While the study’s results were promising, the device itself was cumbersome. So SetPoint overhauled the platform, shrinking it down to a peanut-size neurostimulator with integrated electrodes and a wirelessly rechargeable battery, all encased inside a silicone holding pod that sits directly atop the vagus nerve in the neck. “It’s like going from an old car to a Tesla—it’s completely redesigned,” says SetPoint’s chief medical officer, David Chernoff.
A small trial performed in 2018 demonstrated that this miniaturized device was safe. The 250-person Reset-RA study, in which half the participants receive no stimulation for the first 12 weeks after implantation, is now evaluating efficacy. If it works, trials for other autoimmune diseases could follow.
SetPoint shrank the vagus nerve stimulator so that it can be implanted in a patient’s neck instead of the chest.SetPoint Medical
Other companies, meanwhile, are testing devices that target nerves closer to the site of immune activation—“at the business end,” says Kristoffer Famm, president of the British company Galvani Bioelectronics. This end-organ approach to nerve zapping, argues Famm, should allow for more precise, disease-specific neuromodulation, without the off-target effects of shocking the vagus nerve, which is central to many bodily processes.
A joint venture between Google’s parent company, Alphabet, and the British pharmaceutical company GSK, Galvani is now evaluating its implantable splenic nerve stimulator in small numbers of patients with RA. Another company called SecondWave Systems, headquartered in Minneapolis, is also testing whether spleen-directed ultrasound waves can offer the same immune-quelling effects without the burden of invasive surgery. Both Galvani and SecondWave expect to announce first-in-human data within the next year.

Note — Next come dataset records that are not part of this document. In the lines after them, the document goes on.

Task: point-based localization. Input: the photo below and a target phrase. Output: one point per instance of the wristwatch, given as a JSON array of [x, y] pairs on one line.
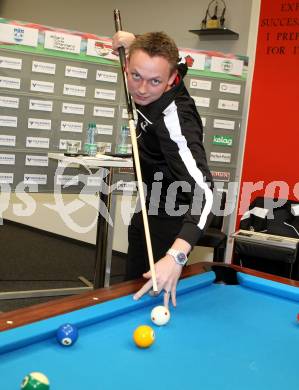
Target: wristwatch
[[179, 257]]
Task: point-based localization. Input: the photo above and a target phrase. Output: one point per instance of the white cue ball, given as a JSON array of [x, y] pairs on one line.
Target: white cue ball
[[160, 315]]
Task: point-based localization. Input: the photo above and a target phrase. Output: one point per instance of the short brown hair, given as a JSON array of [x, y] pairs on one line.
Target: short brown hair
[[157, 44]]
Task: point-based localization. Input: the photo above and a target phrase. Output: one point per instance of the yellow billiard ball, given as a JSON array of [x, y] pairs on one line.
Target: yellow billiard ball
[[144, 336]]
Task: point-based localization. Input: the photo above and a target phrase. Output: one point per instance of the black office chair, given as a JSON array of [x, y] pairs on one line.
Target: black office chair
[[279, 259], [214, 236]]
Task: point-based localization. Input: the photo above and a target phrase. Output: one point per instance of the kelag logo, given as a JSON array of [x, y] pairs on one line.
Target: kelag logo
[[18, 33], [227, 66], [223, 140]]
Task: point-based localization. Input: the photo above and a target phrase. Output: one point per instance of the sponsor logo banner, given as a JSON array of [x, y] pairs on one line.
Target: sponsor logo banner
[[104, 129], [6, 178], [40, 124], [230, 88], [224, 124], [100, 48], [67, 180], [18, 35], [72, 108], [73, 71], [10, 63], [201, 84], [228, 105], [110, 77], [41, 86], [74, 90], [43, 67], [223, 140], [10, 82], [220, 157], [41, 105], [108, 94], [63, 143], [227, 65], [7, 159], [62, 42], [201, 101], [33, 178], [220, 176], [107, 112], [9, 102], [36, 161], [37, 142], [8, 121], [76, 127], [7, 140]]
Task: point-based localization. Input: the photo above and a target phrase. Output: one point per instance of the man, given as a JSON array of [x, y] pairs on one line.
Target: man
[[172, 158]]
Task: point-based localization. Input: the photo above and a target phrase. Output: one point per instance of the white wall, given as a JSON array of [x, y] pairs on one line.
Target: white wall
[[175, 17]]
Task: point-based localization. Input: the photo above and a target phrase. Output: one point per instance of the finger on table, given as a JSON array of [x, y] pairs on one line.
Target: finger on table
[[173, 296], [166, 298], [144, 289]]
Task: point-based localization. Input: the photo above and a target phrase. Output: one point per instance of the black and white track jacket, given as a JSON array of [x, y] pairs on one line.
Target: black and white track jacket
[[173, 160]]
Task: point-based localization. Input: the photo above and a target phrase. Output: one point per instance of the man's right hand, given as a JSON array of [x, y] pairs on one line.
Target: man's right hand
[[122, 38]]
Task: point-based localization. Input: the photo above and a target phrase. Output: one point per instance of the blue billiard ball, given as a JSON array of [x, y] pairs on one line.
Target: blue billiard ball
[[67, 334]]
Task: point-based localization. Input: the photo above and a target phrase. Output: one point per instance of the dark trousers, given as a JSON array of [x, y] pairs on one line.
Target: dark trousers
[[163, 232]]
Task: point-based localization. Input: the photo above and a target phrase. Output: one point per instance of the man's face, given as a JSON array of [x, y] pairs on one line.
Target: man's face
[[148, 77]]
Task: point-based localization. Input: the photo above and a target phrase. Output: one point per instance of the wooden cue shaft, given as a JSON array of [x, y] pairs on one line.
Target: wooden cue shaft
[[142, 203], [121, 51]]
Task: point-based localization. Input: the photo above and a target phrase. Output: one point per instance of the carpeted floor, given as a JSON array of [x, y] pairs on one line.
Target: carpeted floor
[[32, 259]]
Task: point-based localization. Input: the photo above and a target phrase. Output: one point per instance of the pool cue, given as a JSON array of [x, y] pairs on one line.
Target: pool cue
[[122, 57]]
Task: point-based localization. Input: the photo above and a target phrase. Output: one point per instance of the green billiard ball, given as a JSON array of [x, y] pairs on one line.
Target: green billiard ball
[[35, 381]]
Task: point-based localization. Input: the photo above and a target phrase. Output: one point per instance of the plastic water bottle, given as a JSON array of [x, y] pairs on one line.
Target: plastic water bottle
[[124, 145], [90, 147]]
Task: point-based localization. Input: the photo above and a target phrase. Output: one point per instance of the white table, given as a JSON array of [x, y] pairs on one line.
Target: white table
[[104, 231]]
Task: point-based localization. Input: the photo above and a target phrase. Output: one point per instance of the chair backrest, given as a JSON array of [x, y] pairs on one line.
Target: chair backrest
[[272, 216], [219, 204]]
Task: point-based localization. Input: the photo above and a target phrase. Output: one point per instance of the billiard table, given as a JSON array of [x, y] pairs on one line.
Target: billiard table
[[233, 328]]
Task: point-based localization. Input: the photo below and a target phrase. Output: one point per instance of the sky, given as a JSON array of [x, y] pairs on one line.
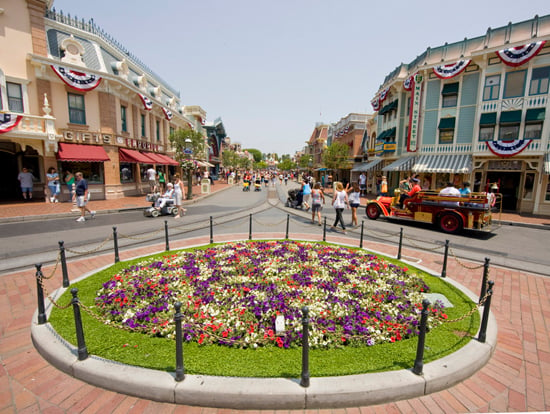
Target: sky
[[271, 70]]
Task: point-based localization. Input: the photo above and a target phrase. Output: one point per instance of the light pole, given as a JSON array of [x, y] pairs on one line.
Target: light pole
[[188, 153]]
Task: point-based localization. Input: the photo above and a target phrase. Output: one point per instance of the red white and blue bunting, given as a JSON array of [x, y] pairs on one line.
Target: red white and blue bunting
[[451, 70], [517, 56], [8, 122], [508, 148], [80, 81], [167, 113], [147, 103]]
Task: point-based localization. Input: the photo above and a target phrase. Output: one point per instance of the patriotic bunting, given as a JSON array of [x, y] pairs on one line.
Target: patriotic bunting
[[517, 56], [8, 122], [147, 103], [451, 70], [80, 81], [167, 113], [508, 148]]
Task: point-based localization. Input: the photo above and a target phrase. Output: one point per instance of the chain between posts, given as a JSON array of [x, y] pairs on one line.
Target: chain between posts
[[103, 243]]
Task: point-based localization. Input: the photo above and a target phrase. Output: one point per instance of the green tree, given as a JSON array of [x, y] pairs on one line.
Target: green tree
[[189, 145], [336, 156], [257, 154]]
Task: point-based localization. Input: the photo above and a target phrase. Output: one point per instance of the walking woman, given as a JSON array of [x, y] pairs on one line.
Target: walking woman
[[354, 201], [178, 196], [339, 202]]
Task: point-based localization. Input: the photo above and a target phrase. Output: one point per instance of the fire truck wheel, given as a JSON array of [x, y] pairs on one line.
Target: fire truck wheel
[[373, 211], [450, 222]]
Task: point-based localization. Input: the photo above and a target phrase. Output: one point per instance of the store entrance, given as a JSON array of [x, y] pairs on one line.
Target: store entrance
[[509, 187]]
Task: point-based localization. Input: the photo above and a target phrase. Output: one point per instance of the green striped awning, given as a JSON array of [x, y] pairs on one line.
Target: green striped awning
[[452, 163]]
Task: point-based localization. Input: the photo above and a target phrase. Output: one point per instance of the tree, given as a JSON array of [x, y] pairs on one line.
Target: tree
[[336, 156], [189, 145], [257, 154]]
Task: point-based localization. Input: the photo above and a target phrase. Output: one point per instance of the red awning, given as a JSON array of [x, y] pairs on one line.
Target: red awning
[[154, 158], [168, 160], [127, 155], [79, 152]]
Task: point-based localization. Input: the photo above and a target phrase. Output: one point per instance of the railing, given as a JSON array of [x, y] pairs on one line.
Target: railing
[[94, 29]]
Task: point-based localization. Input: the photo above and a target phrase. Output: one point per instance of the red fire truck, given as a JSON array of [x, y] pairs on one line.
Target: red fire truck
[[450, 214]]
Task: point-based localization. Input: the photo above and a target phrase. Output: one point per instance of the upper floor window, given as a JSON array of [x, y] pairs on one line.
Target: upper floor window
[[491, 90], [77, 109], [539, 81], [123, 120], [450, 95], [515, 84], [15, 97]]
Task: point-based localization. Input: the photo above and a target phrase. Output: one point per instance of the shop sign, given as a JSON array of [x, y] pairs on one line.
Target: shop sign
[[87, 137], [143, 145]]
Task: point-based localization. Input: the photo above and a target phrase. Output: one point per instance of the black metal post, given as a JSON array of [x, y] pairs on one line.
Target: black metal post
[[82, 350], [444, 270], [419, 361], [287, 224], [115, 242], [64, 270], [40, 295], [486, 309], [484, 281], [305, 347], [167, 246], [211, 231], [180, 374], [400, 243]]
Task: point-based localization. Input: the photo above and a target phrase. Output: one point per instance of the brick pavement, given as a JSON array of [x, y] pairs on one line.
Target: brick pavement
[[517, 378]]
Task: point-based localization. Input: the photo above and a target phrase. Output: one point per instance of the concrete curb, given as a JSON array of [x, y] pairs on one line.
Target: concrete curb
[[269, 393]]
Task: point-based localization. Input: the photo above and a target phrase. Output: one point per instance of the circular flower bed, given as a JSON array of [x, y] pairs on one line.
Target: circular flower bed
[[232, 295]]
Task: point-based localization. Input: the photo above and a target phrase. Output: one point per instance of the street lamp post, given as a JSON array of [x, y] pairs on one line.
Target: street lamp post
[[188, 155]]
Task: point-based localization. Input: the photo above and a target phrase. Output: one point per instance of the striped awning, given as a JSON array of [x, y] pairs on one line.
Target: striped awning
[[458, 164], [402, 164], [367, 166]]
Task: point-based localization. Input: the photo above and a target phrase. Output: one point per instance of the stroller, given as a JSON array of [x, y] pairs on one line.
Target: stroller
[[295, 198], [258, 185], [167, 210]]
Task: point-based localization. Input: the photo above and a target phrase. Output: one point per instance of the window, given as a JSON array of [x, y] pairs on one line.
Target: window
[[142, 125], [486, 133], [124, 124], [77, 110], [492, 88], [539, 81], [515, 84], [15, 97]]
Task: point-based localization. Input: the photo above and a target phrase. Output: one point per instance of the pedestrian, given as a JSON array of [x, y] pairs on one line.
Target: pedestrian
[[317, 201], [53, 184], [81, 196], [26, 181], [306, 191], [69, 181], [152, 178], [339, 202], [354, 195], [178, 196]]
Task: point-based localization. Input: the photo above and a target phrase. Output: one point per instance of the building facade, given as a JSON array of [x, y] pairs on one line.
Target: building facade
[[474, 110], [75, 99]]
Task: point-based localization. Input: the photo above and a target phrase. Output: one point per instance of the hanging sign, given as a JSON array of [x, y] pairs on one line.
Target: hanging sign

“Neuromodulation is definitely having a moment,” says Gene Civillico, a neurotechnologist at Northeastern University, in Boston, who previously oversaw bioelectronics research efforts at the U.S. National Institutes of Health. “Controlling nervous tissue in a spatially and temporally precise way is going to be the way that we cure or modify a lot of disease states,” Civillico contends. In the coming year, SetPoint and other companies hope to prove him right.